Emily showing off her mad pottery skills in the ceramics district of Taipei

We met another group of SVSU students for a dinner hosted by Ming Chuan University.  Great to see so many Cardinals in Taiwan!

Monday, May 27, 2013

Shih Hsin University and Farewell to Anne!

First, I'd like to thank Jennifer Lin, Peter Lin, Tzu-Hsiang Yu and all the students from Shih Hsin who graciously hosted our visit today.  Shih Hsin has a beautiful campus and we enjoyed learning some aboriginal dances, touring campus, and visiting Baoan Temple, Fort San Domingo, and Tamsui.  We also had a great time seeing four SVSU students who are currently at Shih Hsin for the semester.  I would also like to thank Dr.
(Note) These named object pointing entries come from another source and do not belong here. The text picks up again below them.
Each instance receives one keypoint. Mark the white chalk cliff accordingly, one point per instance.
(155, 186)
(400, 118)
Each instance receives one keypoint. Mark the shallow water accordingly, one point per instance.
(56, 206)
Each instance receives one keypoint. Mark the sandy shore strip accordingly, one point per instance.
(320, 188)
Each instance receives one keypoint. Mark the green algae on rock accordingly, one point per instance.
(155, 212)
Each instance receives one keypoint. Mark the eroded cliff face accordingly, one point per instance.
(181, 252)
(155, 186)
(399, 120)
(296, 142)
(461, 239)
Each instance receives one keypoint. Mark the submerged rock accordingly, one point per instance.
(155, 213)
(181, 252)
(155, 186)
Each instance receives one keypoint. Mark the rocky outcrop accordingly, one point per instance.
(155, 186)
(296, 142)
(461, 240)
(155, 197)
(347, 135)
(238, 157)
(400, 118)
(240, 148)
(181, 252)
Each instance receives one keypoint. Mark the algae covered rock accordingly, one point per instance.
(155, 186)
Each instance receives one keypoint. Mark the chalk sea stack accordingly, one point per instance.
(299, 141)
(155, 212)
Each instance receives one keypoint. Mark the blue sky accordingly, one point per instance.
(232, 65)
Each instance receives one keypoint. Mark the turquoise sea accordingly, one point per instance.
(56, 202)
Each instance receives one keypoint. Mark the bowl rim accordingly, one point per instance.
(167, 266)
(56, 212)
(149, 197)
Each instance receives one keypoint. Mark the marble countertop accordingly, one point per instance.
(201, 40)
Peter Mu who hosted a wonderful dinner for us at Shanghai Shanghai restaurant.  Dr. Mu is an honorary Roberts Fellow and has a long history with our program.  Finally, I would like to bid farewell to Anne, who is flying back to Michigan early tomorrow morning.  We celebrated Anne's last night with a foot massage at Shihlin Night Market.  Anne, thanks for all of your help on this trip and we look forward to seeing you back home!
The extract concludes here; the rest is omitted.